You need to solve the contradiction within the economy in order to make UBI works.
The current way our taxation policy work is to tax labor and capital, which is the basis of our economy, while flinching away from taxing land, which derives much of its value from the surrounding economic activity rather than an owner's effort.
By the way, the UBI is an old idea. In the 19th century, it was known as the Citizen's Dividend.
What part of your idea was supposed to stop that happening and why didn't it work?
We could tax it and pay some of the money to artists?
The part where people see their money burning away paying maintenance and tax on deteriorating assets.
Why are people holding assets unused?
Because they don't believe that the city will allow sufficient development to allow them to purchase like-assets in the future if they chose to reinvest and the carrying cost is minimal because council taxes are trivial relative to the value of the asset. If my research is correct, Kensington council taxes are under 10k USD per year.

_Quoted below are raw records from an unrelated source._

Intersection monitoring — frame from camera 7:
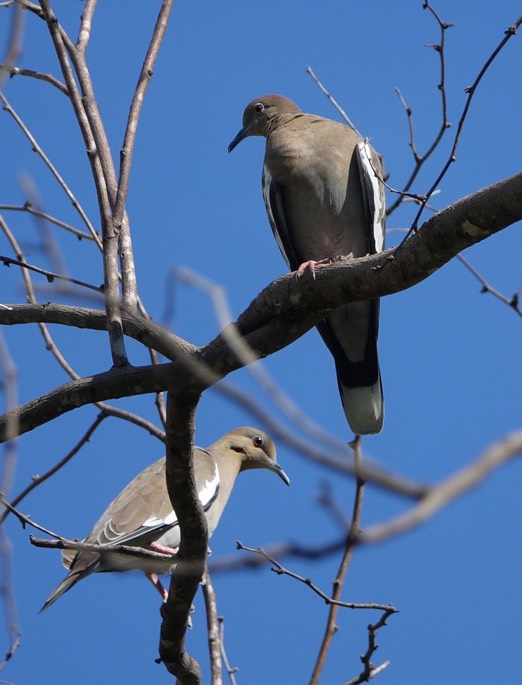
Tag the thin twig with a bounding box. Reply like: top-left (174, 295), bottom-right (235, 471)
top-left (0, 93), bottom-right (99, 242)
top-left (0, 412), bottom-right (107, 525)
top-left (218, 616), bottom-right (238, 685)
top-left (0, 2), bottom-right (24, 88)
top-left (0, 333), bottom-right (20, 670)
top-left (40, 0), bottom-right (129, 368)
top-left (345, 611), bottom-right (394, 685)
top-left (0, 255), bottom-right (103, 293)
top-left (0, 202), bottom-right (93, 240)
top-left (0, 63), bottom-right (69, 95)
top-left (405, 16), bottom-right (522, 232)
top-left (386, 2), bottom-right (453, 216)
top-left (310, 436), bottom-right (366, 685)
top-left (457, 255), bottom-right (522, 317)
top-left (76, 0), bottom-right (98, 52)
top-left (112, 0), bottom-right (174, 308)
top-left (306, 67), bottom-right (362, 132)
top-left (236, 540), bottom-right (397, 613)
top-left (357, 431), bottom-right (522, 544)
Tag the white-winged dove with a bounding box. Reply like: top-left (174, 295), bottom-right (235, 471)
top-left (41, 427), bottom-right (290, 611)
top-left (228, 95), bottom-right (385, 435)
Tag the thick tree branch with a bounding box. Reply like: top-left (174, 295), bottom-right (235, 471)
top-left (0, 173), bottom-right (522, 439)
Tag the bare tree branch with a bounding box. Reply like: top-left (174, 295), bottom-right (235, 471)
top-left (410, 13), bottom-right (522, 232)
top-left (202, 567), bottom-right (223, 685)
top-left (357, 431), bottom-right (522, 544)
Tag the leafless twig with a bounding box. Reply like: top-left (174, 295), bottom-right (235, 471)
top-left (356, 431), bottom-right (522, 544)
top-left (310, 436), bottom-right (368, 685)
top-left (306, 67), bottom-right (362, 137)
top-left (0, 2), bottom-right (24, 89)
top-left (236, 540), bottom-right (397, 613)
top-left (408, 16), bottom-right (522, 235)
top-left (218, 616), bottom-right (238, 685)
top-left (202, 567), bottom-right (223, 685)
top-left (386, 2), bottom-right (453, 216)
top-left (345, 611), bottom-right (394, 685)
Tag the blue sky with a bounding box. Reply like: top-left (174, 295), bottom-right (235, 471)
top-left (0, 0), bottom-right (522, 685)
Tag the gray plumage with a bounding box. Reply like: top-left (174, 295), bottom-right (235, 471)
top-left (229, 95), bottom-right (385, 435)
top-left (41, 427), bottom-right (290, 611)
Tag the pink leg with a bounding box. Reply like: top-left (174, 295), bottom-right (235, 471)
top-left (149, 542), bottom-right (179, 555)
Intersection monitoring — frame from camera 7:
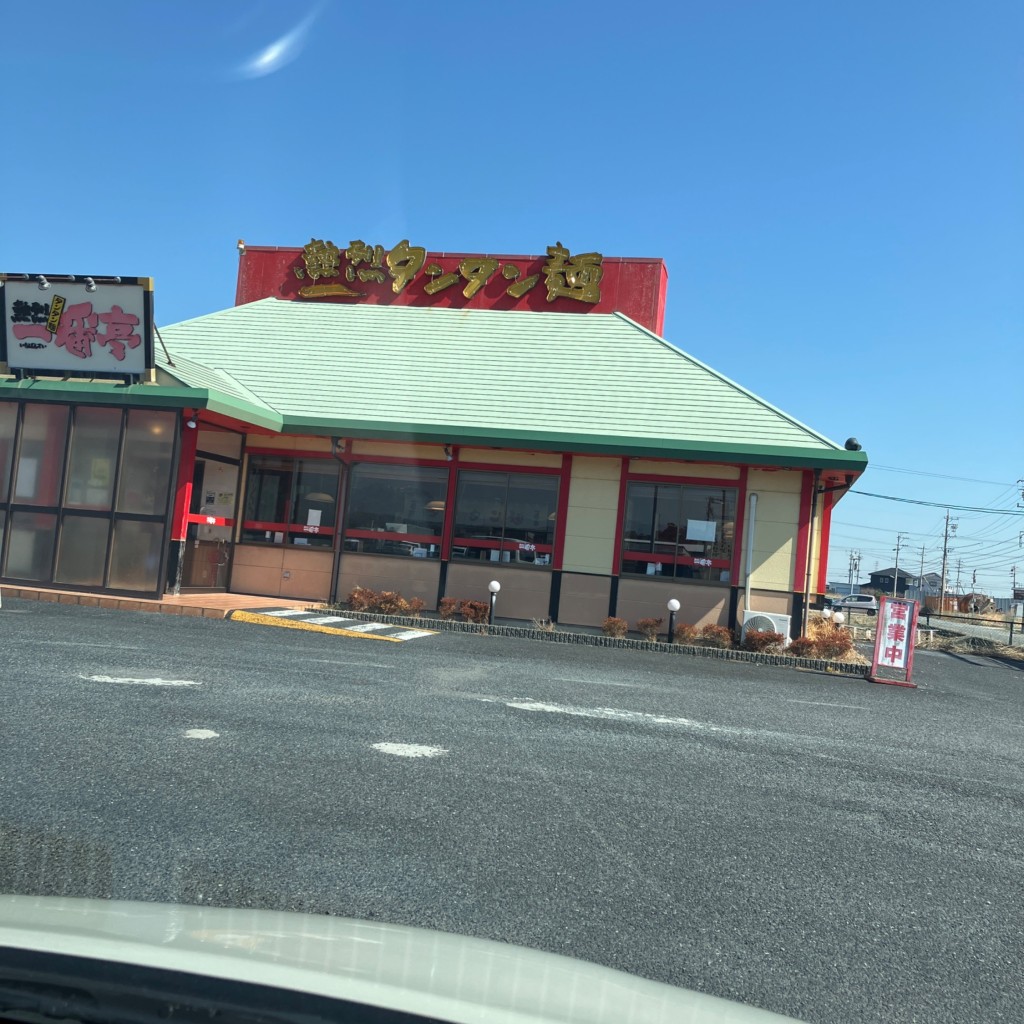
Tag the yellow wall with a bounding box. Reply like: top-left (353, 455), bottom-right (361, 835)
top-left (352, 440), bottom-right (444, 459)
top-left (737, 469), bottom-right (803, 593)
top-left (459, 449), bottom-right (562, 469)
top-left (630, 459), bottom-right (739, 480)
top-left (246, 434), bottom-right (331, 452)
top-left (562, 456), bottom-right (622, 573)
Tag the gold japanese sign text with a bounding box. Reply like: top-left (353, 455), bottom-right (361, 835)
top-left (293, 239), bottom-right (603, 303)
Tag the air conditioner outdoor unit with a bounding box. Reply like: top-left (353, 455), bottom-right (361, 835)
top-left (743, 611), bottom-right (793, 647)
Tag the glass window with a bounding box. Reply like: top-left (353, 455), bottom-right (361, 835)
top-left (242, 456), bottom-right (338, 548)
top-left (345, 463), bottom-right (449, 558)
top-left (54, 515), bottom-right (111, 587)
top-left (14, 403), bottom-right (68, 507)
top-left (0, 401), bottom-right (17, 502)
top-left (4, 512), bottom-right (57, 581)
top-left (65, 407), bottom-right (121, 507)
top-left (112, 409), bottom-right (177, 516)
top-left (452, 470), bottom-right (558, 565)
top-left (110, 519), bottom-right (164, 591)
top-left (623, 482), bottom-right (737, 583)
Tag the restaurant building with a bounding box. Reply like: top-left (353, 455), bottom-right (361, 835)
top-left (0, 240), bottom-right (866, 635)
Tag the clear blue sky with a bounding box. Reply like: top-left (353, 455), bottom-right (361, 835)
top-left (0, 0), bottom-right (1024, 596)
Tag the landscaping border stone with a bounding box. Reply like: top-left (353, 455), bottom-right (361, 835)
top-left (316, 605), bottom-right (870, 677)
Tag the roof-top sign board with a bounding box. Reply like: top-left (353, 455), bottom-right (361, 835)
top-left (0, 274), bottom-right (154, 377)
top-left (236, 239), bottom-right (668, 333)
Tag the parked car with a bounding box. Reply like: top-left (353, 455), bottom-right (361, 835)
top-left (831, 594), bottom-right (879, 615)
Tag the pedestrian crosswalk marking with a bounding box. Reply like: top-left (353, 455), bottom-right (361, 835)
top-left (227, 608), bottom-right (437, 643)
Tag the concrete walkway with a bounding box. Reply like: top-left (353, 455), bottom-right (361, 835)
top-left (0, 586), bottom-right (317, 618)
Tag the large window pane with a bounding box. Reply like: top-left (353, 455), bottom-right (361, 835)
top-left (623, 482), bottom-right (737, 583)
top-left (54, 515), bottom-right (110, 587)
top-left (110, 519), bottom-right (164, 591)
top-left (452, 471), bottom-right (558, 565)
top-left (4, 512), bottom-right (57, 582)
top-left (345, 463), bottom-right (449, 558)
top-left (242, 456), bottom-right (338, 548)
top-left (118, 409), bottom-right (177, 515)
top-left (0, 401), bottom-right (17, 502)
top-left (65, 407), bottom-right (121, 512)
top-left (14, 403), bottom-right (68, 507)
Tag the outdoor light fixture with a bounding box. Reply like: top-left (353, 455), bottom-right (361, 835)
top-left (487, 580), bottom-right (502, 626)
top-left (666, 598), bottom-right (679, 643)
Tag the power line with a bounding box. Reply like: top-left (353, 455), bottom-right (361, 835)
top-left (849, 490), bottom-right (1024, 518)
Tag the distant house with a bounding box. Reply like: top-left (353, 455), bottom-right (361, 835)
top-left (861, 566), bottom-right (918, 597)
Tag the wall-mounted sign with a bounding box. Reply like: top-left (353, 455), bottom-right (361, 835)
top-left (867, 597), bottom-right (918, 686)
top-left (292, 239), bottom-right (602, 303)
top-left (0, 274), bottom-right (154, 377)
top-left (234, 237), bottom-right (669, 334)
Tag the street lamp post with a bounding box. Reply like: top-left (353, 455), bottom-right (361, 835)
top-left (666, 598), bottom-right (679, 643)
top-left (487, 580), bottom-right (502, 626)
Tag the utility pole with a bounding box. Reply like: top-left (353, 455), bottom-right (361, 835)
top-left (893, 534), bottom-right (906, 597)
top-left (849, 548), bottom-right (860, 594)
top-left (939, 509), bottom-right (956, 615)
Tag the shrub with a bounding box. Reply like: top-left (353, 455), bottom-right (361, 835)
top-left (348, 586), bottom-right (377, 611)
top-left (673, 623), bottom-right (697, 644)
top-left (693, 623), bottom-right (732, 648)
top-left (785, 637), bottom-right (818, 657)
top-left (634, 618), bottom-right (665, 640)
top-left (814, 626), bottom-right (853, 658)
top-left (743, 630), bottom-right (785, 653)
top-left (373, 590), bottom-right (409, 615)
top-left (601, 615), bottom-right (630, 639)
top-left (459, 601), bottom-right (490, 623)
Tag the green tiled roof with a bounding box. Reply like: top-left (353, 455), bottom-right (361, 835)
top-left (160, 299), bottom-right (866, 470)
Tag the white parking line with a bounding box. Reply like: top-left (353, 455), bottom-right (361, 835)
top-left (373, 743), bottom-right (447, 758)
top-left (78, 676), bottom-right (203, 686)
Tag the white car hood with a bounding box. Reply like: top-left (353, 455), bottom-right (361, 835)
top-left (0, 896), bottom-right (791, 1024)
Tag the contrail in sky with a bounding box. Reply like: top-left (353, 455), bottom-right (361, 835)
top-left (237, 5), bottom-right (321, 78)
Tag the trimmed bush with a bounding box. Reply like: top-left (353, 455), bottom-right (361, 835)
top-left (673, 623), bottom-right (697, 644)
top-left (601, 615), bottom-right (630, 640)
top-left (785, 637), bottom-right (818, 657)
top-left (743, 630), bottom-right (785, 654)
top-left (459, 601), bottom-right (490, 623)
top-left (693, 623), bottom-right (732, 650)
top-left (634, 618), bottom-right (665, 640)
top-left (348, 586), bottom-right (377, 611)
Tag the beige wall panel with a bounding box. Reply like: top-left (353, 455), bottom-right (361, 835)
top-left (558, 572), bottom-right (611, 626)
top-left (231, 562), bottom-right (281, 597)
top-left (459, 449), bottom-right (562, 469)
top-left (281, 569), bottom-right (331, 601)
top-left (444, 562), bottom-right (551, 620)
top-left (615, 579), bottom-right (729, 629)
top-left (338, 553), bottom-right (440, 611)
top-left (352, 439), bottom-right (444, 459)
top-left (246, 434), bottom-right (331, 452)
top-left (630, 459), bottom-right (739, 480)
top-left (231, 544), bottom-right (285, 571)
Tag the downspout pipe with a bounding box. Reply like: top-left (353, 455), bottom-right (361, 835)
top-left (743, 490), bottom-right (758, 615)
top-left (800, 469), bottom-right (821, 636)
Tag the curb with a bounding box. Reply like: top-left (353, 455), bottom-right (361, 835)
top-left (224, 609), bottom-right (437, 643)
top-left (323, 606), bottom-right (870, 678)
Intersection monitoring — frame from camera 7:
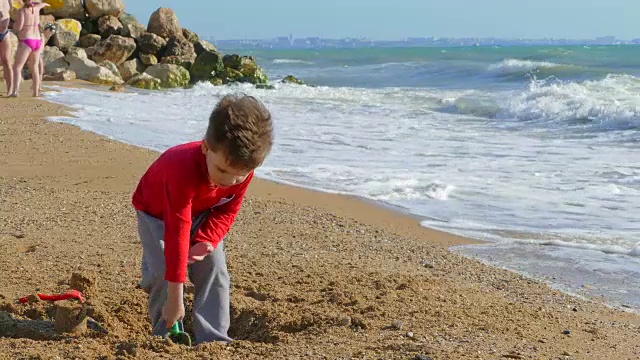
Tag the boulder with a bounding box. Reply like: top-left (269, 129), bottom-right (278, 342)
top-left (80, 18), bottom-right (100, 36)
top-left (65, 47), bottom-right (123, 85)
top-left (43, 70), bottom-right (76, 81)
top-left (91, 35), bottom-right (136, 65)
top-left (160, 56), bottom-right (193, 70)
top-left (238, 56), bottom-right (269, 84)
top-left (147, 8), bottom-right (182, 39)
top-left (190, 51), bottom-right (224, 81)
top-left (98, 60), bottom-right (122, 78)
top-left (222, 54), bottom-right (268, 84)
top-left (280, 75), bottom-right (304, 85)
top-left (52, 19), bottom-right (82, 52)
top-left (118, 59), bottom-right (144, 81)
top-left (162, 36), bottom-right (196, 62)
top-left (78, 34), bottom-right (102, 49)
top-left (182, 28), bottom-right (200, 44)
top-left (44, 0), bottom-right (84, 20)
top-left (84, 0), bottom-right (124, 19)
top-left (127, 73), bottom-right (160, 90)
top-left (98, 15), bottom-right (122, 39)
top-left (42, 46), bottom-right (69, 75)
top-left (193, 40), bottom-right (218, 55)
top-left (119, 13), bottom-right (147, 39)
top-left (140, 53), bottom-right (158, 66)
top-left (144, 64), bottom-right (191, 89)
top-left (137, 33), bottom-right (167, 55)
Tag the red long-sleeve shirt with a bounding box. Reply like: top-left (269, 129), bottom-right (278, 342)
top-left (132, 141), bottom-right (253, 282)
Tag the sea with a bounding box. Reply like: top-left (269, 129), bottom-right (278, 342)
top-left (45, 45), bottom-right (640, 311)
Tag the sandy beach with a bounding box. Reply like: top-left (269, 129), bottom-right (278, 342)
top-left (0, 82), bottom-right (640, 359)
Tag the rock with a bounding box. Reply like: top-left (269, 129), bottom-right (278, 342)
top-left (80, 18), bottom-right (100, 36)
top-left (78, 34), bottom-right (102, 49)
top-left (193, 40), bottom-right (218, 55)
top-left (418, 259), bottom-right (435, 269)
top-left (98, 60), bottom-right (122, 78)
top-left (281, 75), bottom-right (304, 85)
top-left (222, 54), bottom-right (268, 84)
top-left (147, 8), bottom-right (182, 39)
top-left (98, 15), bottom-right (122, 39)
top-left (216, 67), bottom-right (244, 84)
top-left (109, 85), bottom-right (124, 92)
top-left (162, 36), bottom-right (197, 62)
top-left (351, 317), bottom-right (367, 330)
top-left (182, 28), bottom-right (200, 44)
top-left (140, 53), bottom-right (158, 66)
top-left (65, 47), bottom-right (123, 85)
top-left (145, 64), bottom-right (191, 89)
top-left (209, 78), bottom-right (224, 86)
top-left (127, 73), bottom-right (161, 90)
top-left (191, 51), bottom-right (224, 81)
top-left (53, 19), bottom-right (82, 52)
top-left (118, 59), bottom-right (144, 81)
top-left (42, 46), bottom-right (69, 75)
top-left (44, 0), bottom-right (84, 20)
top-left (240, 60), bottom-right (269, 84)
top-left (91, 35), bottom-right (136, 65)
top-left (160, 56), bottom-right (193, 70)
top-left (40, 15), bottom-right (56, 44)
top-left (137, 33), bottom-right (167, 55)
top-left (54, 304), bottom-right (87, 334)
top-left (84, 0), bottom-right (124, 19)
top-left (43, 70), bottom-right (76, 81)
top-left (256, 84), bottom-right (276, 90)
top-left (119, 12), bottom-right (147, 39)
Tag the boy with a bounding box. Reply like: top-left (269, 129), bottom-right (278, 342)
top-left (132, 95), bottom-right (273, 344)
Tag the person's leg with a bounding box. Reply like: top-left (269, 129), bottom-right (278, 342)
top-left (29, 49), bottom-right (41, 97)
top-left (9, 42), bottom-right (31, 96)
top-left (0, 34), bottom-right (13, 95)
top-left (137, 211), bottom-right (169, 337)
top-left (189, 242), bottom-right (232, 344)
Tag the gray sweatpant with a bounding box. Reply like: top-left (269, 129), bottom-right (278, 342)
top-left (137, 211), bottom-right (232, 344)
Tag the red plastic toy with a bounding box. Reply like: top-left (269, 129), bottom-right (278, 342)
top-left (18, 290), bottom-right (84, 304)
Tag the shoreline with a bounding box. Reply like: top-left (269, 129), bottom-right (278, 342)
top-left (0, 80), bottom-right (640, 359)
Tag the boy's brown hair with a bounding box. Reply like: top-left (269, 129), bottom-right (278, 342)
top-left (205, 95), bottom-right (273, 169)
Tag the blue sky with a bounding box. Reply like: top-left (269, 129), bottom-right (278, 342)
top-left (125, 0), bottom-right (640, 39)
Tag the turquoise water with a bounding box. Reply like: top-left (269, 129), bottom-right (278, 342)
top-left (47, 46), bottom-right (640, 308)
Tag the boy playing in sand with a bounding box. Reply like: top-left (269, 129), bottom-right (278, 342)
top-left (132, 95), bottom-right (273, 343)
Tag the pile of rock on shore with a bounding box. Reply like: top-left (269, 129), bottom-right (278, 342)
top-left (4, 0), bottom-right (302, 90)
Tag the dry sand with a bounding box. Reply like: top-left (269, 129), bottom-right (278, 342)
top-left (0, 80), bottom-right (640, 359)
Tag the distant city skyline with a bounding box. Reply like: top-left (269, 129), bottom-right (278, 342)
top-left (126, 0), bottom-right (640, 40)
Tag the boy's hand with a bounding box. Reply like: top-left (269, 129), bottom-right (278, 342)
top-left (189, 242), bottom-right (214, 264)
top-left (162, 282), bottom-right (184, 328)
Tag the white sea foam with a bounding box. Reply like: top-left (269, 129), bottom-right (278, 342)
top-left (489, 59), bottom-right (563, 74)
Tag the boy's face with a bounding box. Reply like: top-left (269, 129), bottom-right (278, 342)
top-left (202, 141), bottom-right (252, 187)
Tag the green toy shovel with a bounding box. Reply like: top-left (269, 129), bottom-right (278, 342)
top-left (169, 320), bottom-right (191, 346)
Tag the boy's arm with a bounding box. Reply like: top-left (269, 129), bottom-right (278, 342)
top-left (163, 179), bottom-right (193, 283)
top-left (194, 172), bottom-right (253, 247)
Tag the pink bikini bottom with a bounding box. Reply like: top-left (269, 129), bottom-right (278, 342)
top-left (22, 39), bottom-right (42, 51)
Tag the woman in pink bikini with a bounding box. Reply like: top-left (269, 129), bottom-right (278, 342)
top-left (9, 0), bottom-right (49, 97)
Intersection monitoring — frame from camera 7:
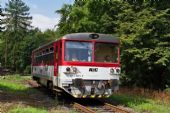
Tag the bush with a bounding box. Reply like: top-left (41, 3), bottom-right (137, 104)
top-left (24, 65), bottom-right (31, 74)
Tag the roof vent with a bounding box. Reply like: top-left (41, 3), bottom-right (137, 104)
top-left (89, 34), bottom-right (99, 39)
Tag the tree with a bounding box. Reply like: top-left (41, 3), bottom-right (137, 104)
top-left (57, 0), bottom-right (170, 89)
top-left (0, 5), bottom-right (3, 32)
top-left (2, 0), bottom-right (32, 70)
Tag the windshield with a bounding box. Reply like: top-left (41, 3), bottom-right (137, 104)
top-left (94, 43), bottom-right (118, 63)
top-left (65, 41), bottom-right (92, 62)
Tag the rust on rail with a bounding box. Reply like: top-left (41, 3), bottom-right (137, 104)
top-left (104, 103), bottom-right (133, 113)
top-left (73, 103), bottom-right (97, 113)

Baby steps. Everyone deserves it, but getting there in one step is politically impossible almost everywhere in the world. Nobody’s saying only the arts deserve subsidies. It’s just easier to justify. But if we want everyone to have basic income, we need to applaud whenever it happens, even if it’s a small subset, and argue they deserve it and that we should have more of it. Complaining about the unfairness of artists being subsidized demonstrates and adds to the political difficultly. If we accept that it’s unfair for a subset, then we might never get basic income since the rich don’t need it and many don’t want it.
It definitely isn't. In fact this is so polarising that I wonder if it's an attempt to poison the concept of basic income for decades to come.
I don’t know what you mean at all, why is this “so polarizing”? A lot of the art world already runs on subsidies, and it’s well known that it’s more difficult to make a living as an artist than your examples of jobs that come with steady pay, even if it’s low. Solo artists don’t get any steady income at all, and many have to take other jobs in order to support their art work. The general public where I live (in the US) is absolutely more willing to fund the arts than to fund generally low paying steady-income jobs, especially steady-income jobs that are already funded via taxes like teachers and firefighters. This is why I claim it’s easier to justify subsidizing artists. What is the reason you claim it’s not easier to justify, and where is the evidence your claim is true?
Isn't that a false dichotomy? We can only afford health or the arts?
Ireland already greatly subsidises health, just not to a level that keeps pace with the cost of living. That’s why nurses and doctors are emigrating, and why recruitment and retention are constant crises.
The arts scheme isn’t the problem in isolation, but when the State recognises that market income alone isn’t sufficient for artists to live, but doesn’t apply the same logic to other socially critical professions, it's definitely a questionable policy.